The result of that ubiquity in many cases has been a damaged brand and loss of control over how merchandise is presented.
Coach, in turnaround mode, is now subscribing to the less-is-more approach. The fashion brand is in the process of exiting some 250 U.S. department stores, to focus on those retailers’ best locations and on its own fleet of stores. And it’s paying off.
Coach on Tuesday reported a 2% increase in North American comparable sales for its most recent fiscal quarter, the second such period of growth after years of sharp declines. Total sales for the quarter rose 1% to $1.04 billion.
“We are pulling back on distribution because I think the footprint we were in was just bigger than where the brand is,” Coach’s North American president, André Cohen, told Fortune.
In July, the company announced it would remove its products from about 25% of the roughly 1,000 wholesale locations where Coach currently sells its goods in North America. It also said it would reduce the markdowns that Coach allows department stores to take, concerned by the high level of promotions those stores are employing to try to stanch their own sales bleeding. Macy’s (M), Coach’s single biggest department store partner, has reported declining sales for six straight quarters. Nordstrom (JAN) has similarly been struggling.
“The constant discounting in department stores was affecting brand perception,” Cohen said.
Coach was seduced by the logo craze of a few years ago that had so much of its merchandise festooned with the word “Coach” or letter “C,” as well as the boom in discount factory stores that sent sales soaring.
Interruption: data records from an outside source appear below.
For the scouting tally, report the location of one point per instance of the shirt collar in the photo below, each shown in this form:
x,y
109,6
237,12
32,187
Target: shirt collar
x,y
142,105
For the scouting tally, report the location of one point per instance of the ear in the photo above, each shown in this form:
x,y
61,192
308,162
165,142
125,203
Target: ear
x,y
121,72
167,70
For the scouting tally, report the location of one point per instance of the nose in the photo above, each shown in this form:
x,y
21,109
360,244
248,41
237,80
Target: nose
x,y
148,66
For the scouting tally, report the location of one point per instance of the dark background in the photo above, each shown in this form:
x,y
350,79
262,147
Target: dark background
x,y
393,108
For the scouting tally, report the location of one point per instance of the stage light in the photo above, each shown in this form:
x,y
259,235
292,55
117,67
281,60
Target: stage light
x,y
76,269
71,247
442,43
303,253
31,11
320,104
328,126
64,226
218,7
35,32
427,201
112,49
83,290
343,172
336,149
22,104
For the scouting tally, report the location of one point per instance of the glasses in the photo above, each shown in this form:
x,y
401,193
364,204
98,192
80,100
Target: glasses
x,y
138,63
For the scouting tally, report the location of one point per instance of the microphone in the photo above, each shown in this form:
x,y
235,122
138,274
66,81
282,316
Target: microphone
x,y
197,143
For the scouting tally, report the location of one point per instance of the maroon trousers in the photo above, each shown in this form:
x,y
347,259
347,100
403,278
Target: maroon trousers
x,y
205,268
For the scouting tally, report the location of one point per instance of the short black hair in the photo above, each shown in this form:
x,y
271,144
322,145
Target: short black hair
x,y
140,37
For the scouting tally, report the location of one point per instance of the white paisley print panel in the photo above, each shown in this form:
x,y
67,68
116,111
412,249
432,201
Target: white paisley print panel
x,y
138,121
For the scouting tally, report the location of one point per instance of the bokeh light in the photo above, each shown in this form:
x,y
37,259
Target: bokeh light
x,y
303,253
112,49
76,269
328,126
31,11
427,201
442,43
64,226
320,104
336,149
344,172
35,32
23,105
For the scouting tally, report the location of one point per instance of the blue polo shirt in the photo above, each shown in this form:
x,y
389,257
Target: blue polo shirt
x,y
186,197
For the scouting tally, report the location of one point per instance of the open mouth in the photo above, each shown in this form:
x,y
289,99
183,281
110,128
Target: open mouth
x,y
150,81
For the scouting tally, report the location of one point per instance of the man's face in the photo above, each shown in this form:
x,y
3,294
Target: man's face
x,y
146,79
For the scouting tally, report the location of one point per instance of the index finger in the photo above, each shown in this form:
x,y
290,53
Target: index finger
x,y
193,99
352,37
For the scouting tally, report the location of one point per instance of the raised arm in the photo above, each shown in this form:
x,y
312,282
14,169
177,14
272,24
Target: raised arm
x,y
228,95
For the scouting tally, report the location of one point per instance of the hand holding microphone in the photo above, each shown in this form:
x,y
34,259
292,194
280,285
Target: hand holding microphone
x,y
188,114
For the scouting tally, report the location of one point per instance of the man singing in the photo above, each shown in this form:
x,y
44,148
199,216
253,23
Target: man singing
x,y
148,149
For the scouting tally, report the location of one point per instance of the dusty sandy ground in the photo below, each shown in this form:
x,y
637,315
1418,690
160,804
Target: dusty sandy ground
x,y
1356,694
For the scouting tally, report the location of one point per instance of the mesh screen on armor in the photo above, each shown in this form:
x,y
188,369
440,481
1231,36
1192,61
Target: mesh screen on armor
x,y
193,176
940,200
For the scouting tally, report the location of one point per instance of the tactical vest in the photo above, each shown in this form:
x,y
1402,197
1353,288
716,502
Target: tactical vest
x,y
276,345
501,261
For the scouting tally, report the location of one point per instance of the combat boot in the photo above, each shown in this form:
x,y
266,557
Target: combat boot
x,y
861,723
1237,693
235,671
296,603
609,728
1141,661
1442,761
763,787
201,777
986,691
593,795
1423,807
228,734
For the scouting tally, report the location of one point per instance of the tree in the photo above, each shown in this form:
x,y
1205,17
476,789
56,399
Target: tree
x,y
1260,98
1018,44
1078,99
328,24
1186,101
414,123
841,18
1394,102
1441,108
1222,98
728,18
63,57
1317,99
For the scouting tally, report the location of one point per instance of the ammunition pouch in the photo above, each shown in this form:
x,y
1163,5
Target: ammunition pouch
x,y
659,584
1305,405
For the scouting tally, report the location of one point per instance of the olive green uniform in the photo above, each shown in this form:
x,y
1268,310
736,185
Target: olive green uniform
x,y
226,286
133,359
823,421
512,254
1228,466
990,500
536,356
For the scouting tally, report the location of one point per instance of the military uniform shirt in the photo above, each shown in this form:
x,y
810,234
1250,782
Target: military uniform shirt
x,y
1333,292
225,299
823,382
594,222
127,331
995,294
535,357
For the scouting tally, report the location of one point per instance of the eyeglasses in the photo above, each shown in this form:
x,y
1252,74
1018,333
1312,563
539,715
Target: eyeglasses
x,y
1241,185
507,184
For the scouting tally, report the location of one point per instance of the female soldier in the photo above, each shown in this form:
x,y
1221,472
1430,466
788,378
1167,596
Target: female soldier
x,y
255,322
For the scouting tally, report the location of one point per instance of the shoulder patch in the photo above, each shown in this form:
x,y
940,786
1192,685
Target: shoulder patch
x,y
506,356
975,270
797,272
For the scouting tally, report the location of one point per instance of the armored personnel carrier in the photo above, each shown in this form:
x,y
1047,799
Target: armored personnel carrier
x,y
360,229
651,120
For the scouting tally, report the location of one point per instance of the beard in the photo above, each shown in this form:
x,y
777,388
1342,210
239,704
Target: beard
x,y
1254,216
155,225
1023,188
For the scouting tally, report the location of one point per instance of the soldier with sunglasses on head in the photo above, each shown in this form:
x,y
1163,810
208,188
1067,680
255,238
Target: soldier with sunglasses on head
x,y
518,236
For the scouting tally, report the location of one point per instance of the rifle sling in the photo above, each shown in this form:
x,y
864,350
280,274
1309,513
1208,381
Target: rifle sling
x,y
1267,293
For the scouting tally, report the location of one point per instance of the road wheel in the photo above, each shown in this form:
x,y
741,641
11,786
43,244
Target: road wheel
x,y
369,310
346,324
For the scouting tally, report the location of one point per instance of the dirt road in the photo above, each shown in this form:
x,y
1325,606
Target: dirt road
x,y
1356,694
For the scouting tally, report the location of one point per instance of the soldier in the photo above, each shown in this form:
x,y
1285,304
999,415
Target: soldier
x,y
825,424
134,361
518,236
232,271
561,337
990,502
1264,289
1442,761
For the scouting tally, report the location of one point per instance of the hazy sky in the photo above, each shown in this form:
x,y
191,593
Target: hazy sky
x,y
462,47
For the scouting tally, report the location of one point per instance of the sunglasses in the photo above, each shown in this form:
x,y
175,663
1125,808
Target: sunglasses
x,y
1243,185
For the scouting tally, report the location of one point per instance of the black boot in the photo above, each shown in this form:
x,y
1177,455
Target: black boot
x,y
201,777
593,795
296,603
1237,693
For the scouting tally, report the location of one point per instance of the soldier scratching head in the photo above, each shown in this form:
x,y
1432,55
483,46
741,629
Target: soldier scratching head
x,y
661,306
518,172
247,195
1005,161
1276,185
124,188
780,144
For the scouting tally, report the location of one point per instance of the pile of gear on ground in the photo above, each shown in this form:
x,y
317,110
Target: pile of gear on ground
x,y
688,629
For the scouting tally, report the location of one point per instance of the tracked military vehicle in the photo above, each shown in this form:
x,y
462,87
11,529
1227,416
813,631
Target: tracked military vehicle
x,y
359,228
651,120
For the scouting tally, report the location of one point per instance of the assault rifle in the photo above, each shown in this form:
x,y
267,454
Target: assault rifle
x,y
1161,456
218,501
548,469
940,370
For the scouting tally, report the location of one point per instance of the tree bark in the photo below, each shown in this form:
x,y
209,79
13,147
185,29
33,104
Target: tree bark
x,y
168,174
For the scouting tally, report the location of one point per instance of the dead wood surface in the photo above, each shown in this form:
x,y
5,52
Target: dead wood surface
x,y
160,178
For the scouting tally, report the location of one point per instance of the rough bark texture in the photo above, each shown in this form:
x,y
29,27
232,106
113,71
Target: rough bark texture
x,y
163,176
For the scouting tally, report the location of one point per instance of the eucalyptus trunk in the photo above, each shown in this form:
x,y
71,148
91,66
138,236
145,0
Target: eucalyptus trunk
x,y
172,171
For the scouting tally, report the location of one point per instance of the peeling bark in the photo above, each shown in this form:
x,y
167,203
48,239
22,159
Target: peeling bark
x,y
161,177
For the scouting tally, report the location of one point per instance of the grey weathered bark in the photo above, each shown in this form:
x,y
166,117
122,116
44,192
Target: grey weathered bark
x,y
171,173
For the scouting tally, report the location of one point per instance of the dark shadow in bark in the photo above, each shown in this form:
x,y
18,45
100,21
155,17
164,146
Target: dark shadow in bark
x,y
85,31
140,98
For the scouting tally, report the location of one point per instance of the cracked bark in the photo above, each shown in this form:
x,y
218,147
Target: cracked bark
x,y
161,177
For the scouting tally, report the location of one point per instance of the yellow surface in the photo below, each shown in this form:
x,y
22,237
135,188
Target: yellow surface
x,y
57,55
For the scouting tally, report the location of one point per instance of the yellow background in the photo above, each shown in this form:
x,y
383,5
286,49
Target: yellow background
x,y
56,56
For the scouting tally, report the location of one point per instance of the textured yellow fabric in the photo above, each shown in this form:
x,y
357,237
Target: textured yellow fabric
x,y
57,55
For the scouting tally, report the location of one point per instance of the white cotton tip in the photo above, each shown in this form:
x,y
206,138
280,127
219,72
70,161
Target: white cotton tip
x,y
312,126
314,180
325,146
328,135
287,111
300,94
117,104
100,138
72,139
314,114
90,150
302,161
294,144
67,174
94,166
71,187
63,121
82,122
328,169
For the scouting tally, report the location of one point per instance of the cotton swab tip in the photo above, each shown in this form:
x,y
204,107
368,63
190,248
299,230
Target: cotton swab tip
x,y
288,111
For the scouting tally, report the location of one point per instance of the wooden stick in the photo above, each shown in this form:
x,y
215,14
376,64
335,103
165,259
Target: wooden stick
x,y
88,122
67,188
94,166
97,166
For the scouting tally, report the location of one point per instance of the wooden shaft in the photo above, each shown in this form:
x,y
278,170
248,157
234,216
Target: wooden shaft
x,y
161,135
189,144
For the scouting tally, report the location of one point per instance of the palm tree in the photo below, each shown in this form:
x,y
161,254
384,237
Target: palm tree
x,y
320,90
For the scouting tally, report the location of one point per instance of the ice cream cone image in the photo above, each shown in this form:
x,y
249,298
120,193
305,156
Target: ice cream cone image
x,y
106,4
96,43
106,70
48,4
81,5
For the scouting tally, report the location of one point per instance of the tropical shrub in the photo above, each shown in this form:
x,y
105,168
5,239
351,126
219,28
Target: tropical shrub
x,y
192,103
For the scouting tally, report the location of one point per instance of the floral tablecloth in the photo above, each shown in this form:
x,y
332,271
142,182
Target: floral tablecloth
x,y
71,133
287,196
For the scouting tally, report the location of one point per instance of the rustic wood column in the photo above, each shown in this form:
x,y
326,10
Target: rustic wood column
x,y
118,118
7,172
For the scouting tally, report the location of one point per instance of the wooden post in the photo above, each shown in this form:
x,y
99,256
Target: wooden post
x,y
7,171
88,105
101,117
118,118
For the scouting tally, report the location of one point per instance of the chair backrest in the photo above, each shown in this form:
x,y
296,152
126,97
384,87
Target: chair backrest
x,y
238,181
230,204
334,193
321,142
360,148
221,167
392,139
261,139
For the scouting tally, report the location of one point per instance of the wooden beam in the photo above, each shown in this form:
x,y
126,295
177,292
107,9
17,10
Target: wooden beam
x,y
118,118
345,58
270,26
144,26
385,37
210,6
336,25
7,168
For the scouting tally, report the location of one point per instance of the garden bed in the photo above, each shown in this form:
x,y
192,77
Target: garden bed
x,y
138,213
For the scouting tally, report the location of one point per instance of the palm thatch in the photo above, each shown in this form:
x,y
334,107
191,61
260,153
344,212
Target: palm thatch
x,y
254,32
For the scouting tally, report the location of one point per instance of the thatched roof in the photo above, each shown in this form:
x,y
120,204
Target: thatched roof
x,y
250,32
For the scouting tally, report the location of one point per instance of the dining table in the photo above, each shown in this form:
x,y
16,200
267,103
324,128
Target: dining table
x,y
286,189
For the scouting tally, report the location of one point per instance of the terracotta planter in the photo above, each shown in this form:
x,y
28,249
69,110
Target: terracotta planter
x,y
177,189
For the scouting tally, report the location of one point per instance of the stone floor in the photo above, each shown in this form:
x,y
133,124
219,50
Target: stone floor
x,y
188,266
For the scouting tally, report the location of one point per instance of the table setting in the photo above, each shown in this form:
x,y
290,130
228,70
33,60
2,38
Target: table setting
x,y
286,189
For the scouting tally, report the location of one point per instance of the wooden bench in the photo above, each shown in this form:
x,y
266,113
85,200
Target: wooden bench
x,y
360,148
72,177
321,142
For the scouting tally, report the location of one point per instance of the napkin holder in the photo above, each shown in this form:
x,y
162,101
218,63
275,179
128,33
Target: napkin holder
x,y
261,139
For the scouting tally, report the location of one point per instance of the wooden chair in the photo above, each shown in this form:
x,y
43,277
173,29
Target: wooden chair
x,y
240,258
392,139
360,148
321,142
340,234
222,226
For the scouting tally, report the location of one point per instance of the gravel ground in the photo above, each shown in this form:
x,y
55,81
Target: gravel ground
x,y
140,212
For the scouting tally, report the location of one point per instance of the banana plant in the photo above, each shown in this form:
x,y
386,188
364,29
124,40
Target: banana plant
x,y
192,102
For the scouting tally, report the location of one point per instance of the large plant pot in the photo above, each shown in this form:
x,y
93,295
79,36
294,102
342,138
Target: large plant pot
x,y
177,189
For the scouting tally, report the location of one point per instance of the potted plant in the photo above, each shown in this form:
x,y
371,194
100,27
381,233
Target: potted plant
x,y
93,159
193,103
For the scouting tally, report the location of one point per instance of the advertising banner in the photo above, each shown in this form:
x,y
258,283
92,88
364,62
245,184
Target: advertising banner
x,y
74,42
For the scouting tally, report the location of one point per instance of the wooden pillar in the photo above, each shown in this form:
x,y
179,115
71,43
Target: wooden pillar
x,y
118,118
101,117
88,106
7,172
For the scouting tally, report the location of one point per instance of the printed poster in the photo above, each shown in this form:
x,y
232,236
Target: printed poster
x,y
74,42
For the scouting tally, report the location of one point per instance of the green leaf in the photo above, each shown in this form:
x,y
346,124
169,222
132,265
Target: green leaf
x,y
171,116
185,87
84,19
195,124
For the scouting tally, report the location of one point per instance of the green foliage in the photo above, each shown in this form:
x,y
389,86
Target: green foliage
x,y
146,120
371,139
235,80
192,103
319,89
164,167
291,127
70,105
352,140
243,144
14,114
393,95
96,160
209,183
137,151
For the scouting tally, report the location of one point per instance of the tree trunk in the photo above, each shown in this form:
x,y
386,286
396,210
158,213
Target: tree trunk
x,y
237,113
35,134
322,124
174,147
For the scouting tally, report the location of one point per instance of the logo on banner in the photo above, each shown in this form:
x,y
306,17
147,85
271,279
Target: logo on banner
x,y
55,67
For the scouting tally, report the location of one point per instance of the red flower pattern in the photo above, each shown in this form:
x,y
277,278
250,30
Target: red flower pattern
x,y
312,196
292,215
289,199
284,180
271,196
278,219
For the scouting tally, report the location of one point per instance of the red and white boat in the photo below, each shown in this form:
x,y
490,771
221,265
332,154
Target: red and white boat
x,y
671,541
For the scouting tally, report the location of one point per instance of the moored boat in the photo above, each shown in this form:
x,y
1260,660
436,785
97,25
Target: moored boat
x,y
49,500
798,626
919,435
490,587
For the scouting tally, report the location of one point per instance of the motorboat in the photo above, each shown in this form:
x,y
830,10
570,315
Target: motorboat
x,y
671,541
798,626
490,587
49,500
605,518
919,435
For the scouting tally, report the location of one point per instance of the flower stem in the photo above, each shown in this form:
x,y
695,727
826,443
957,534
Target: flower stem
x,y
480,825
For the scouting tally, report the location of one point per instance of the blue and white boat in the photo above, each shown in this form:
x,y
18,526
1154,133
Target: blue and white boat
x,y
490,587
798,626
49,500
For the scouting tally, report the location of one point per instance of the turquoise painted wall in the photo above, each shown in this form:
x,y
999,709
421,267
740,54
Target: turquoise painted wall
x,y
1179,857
Coach felt that the factory-store surge helped it compete against fast growing rivals like Michael Kors (KORS) and Kate Spade (KATE) during the handbag boom earlier this decade. But that growth came at a cost: Coach came to be seen as a brand for masses attracted to gaudy handbags, rather than as a maker of quality, elegant leather goods with history going back to 1941.
The company is in the middle of a five-year turnaround plan drawn up by CEO Victor Luis soon after he took the reins in 2014. That has included shutting 20% of Coach’s stand-alone stores, the better to focus on its best-performing stores in key markets.
That plan has involved other steps such as reducing the number of online sales events in its factory store business, and reinventing itself as a so-called “lifestyle” brand, whose offerings go far beyond its staple shoes and handbags to include a wide array of outerwear and apparel. Coach is in the process of remodeling many of its stores, incorporating a sleeker look that is more upscale. And it has become a fixture at fashion weeks to showcase work by its star designer, Stuart Vevers.
At some stores, Coach has opened “craftsmanship bars” to showcase the workmanship that goes into the 75-year-old brand’s wares.
The result: Coach has been regaining some of its old upscale cred, hurt in recent years by many garish and cheap-looking, logo-festooned items. Now handbags that cost $400 or more generate more than half of that category’s sales, up from 30% a year ago. And favorable perception scores are up to 80% now, from 70% a year earlier.
“We are, at the highest levels, moving from the lowest common denominator in pricing to a more innovative, more emotional positioning that provides consumers something they can’t find elsewhere,” Luis told Fortune.